There I was, sitting in a madarsa attached to the mosque. While in the Sangh, I had heard a lot about weapons being stored in the basements of mosques, which made me a little scared, but now that I was here, I was determined to have a conversation. After finishing with his teaching at the madarsa, Naushad went to offer namaz. When he returned, we started talking.
This conversation started to melt the ice of hatred towards Muslims I held in my heart. Those whom I thought dangerous and had been suspicious of, turned out to be people like me. Just like us, in their laughter, their tears, their anger; just as patriotic as us; as beset by difficult circumstances as we are. For the first time in my life I went inside a mosque, sat in a madarsa, saw their kitchen, their bedrooms, sat with them, ate with them. This was the village, Bhagwanpura, where food from my home had been rejected and thrown away, and today in that very village, I sat down to eat with a maulana.
All misunderstandings vanished, and that one meeting—where we primarily discussed poetry and patriotism—built such a strong relationship that it stands firm till today. Our encounter that day and the hours of conversation in the days that followed, ranging from poetry to politics, resulted in the recognition that the condition of Muslims and Dalits was equally bad, that our enemy was the same, and we should fight it together. The decision was taken to form two organisations, one of Dalit youth and another of Muslim youth.

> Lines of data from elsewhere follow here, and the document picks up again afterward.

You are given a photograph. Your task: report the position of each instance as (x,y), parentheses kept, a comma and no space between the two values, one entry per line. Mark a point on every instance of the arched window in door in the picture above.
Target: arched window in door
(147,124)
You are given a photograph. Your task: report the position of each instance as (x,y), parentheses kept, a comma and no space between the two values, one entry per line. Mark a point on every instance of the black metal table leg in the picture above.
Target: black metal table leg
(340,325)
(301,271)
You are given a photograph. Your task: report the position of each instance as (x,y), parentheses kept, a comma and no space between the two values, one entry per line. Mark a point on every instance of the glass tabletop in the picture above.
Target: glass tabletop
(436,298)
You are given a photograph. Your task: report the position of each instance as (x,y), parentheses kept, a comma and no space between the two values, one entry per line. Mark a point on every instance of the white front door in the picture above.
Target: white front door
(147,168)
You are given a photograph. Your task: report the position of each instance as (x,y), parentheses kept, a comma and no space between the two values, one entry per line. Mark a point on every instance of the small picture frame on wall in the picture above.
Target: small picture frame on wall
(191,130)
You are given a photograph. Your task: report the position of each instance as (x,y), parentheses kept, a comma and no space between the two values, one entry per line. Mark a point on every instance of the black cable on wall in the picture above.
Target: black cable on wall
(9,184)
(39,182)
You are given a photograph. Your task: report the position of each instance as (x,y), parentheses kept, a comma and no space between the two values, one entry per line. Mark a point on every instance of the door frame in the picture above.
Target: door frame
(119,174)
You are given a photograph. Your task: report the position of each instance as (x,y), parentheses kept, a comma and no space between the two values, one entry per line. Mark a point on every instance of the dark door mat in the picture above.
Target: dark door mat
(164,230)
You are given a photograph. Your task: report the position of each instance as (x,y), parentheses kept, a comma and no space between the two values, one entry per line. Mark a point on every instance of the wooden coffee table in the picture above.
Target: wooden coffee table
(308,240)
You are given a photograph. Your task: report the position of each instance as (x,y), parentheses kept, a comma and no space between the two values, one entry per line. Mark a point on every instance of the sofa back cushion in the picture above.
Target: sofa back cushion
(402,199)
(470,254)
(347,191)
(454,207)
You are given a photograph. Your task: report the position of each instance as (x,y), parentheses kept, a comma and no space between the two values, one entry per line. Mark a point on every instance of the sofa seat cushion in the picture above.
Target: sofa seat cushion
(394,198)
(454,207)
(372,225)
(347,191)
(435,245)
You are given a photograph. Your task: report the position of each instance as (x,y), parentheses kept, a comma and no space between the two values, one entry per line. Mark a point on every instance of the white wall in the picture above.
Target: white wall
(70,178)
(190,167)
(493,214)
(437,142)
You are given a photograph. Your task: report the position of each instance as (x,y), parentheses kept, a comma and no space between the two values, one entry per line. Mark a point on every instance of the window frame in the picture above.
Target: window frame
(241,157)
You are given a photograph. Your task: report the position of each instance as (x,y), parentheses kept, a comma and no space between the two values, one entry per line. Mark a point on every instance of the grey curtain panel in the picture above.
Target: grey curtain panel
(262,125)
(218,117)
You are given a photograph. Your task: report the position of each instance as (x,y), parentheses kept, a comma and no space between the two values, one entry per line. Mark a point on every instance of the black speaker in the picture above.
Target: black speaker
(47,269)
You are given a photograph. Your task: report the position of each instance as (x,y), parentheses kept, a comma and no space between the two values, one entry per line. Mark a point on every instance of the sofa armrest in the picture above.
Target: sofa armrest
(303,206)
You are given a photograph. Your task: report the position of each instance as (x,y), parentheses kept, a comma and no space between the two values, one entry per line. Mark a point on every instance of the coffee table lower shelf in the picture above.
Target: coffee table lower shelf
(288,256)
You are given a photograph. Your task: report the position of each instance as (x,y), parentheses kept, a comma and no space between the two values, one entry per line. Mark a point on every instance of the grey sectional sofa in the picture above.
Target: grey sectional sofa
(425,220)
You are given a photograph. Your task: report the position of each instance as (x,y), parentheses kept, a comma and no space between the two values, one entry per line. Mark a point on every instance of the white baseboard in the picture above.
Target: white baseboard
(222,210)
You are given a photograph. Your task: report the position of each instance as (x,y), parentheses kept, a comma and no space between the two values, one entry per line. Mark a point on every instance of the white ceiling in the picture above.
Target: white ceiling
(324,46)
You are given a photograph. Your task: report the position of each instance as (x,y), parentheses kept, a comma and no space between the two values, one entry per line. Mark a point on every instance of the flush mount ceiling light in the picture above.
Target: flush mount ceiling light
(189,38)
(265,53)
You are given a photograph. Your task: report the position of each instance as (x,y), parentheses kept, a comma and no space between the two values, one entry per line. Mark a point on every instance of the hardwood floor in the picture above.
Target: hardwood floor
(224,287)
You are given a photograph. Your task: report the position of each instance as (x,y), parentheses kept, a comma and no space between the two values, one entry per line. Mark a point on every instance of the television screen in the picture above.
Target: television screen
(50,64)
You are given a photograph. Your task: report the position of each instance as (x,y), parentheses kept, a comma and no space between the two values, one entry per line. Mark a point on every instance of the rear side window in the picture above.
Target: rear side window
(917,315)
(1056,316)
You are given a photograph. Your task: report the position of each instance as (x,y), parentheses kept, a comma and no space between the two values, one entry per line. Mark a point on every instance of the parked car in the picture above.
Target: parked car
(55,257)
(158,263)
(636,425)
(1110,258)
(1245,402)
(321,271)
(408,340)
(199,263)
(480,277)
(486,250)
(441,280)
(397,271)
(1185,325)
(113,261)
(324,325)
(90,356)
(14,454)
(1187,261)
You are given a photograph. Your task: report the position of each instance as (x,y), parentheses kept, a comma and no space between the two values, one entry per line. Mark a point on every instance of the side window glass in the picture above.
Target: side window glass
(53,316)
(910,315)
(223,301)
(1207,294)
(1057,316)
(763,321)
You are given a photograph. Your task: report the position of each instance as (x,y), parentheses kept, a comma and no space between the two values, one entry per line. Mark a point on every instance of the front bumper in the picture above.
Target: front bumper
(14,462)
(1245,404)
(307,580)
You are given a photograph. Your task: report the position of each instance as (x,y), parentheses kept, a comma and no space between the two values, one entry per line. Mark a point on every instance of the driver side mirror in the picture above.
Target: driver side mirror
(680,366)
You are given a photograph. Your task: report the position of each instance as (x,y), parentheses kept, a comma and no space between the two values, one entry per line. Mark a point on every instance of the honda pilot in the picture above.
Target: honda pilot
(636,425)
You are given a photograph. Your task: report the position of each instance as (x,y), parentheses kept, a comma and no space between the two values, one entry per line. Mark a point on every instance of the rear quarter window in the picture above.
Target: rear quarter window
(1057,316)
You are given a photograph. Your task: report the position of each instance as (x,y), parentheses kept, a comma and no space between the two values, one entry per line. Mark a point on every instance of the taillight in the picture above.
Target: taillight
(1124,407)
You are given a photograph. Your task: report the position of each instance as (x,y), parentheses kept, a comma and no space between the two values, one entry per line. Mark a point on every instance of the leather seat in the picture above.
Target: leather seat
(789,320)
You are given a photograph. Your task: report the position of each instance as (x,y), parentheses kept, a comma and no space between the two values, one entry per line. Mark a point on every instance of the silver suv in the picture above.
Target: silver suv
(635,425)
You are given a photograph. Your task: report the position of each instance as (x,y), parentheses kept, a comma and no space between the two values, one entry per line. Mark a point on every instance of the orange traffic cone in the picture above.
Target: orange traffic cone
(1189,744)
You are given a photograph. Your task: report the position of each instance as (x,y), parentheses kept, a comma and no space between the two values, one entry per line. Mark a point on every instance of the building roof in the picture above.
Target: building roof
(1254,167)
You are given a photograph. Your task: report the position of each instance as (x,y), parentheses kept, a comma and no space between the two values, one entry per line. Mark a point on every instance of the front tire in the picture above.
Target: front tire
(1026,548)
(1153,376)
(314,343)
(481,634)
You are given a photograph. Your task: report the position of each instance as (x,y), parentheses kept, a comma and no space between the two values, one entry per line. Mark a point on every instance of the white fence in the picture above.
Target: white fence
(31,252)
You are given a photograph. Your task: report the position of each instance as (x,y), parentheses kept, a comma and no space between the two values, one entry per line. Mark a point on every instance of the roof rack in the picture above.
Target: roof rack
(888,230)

In December 1993, I started the Dalit Action Force and Maulana Naushad started the Hyder-e-karrar Islamic Sevak Sangh. The objective of both was to expose the activities of the RSS and whenever necessary to launch direct campaigns against them. These organisations held discussions in different places and many people began joining in. But before we could really take off, information about our efforts reached the intelligence agencies. This information was available from our own press notes and from an interview with me in Dahakte Angaarey (a periodical I started, about which more later). Our mistake in publicising our plans before they could take off taught us that while this may bring publicity, it was not the way to build movements or organisations, because the CID (Criminal Investigation Department) and IB (Intelligence Bureau) joined with the local police in going after us with threats and warnings.
So our two organisations were stillborn. We were helpless. But our failure did not defeat me. Rather, my anger grew.
Naushad’s quest eventually led him to the Communist Party of India–Marxist Leninist (CPI-ML), and he served as block president of Salkuan Bazaar in Saharsa district of Bihar for four years. He is now Kosi zone president of the Aam Aadmi Party.
I, for my part, decided that the way to counter the RSS was to convert out of Hinduism.
Bhanwar Meghwanshi is an activist and a journalist chronicling the Dalit movement. Main Ek Swayamsevak Tha (2019) is his first book translated by Nivedita Menon from Hindi.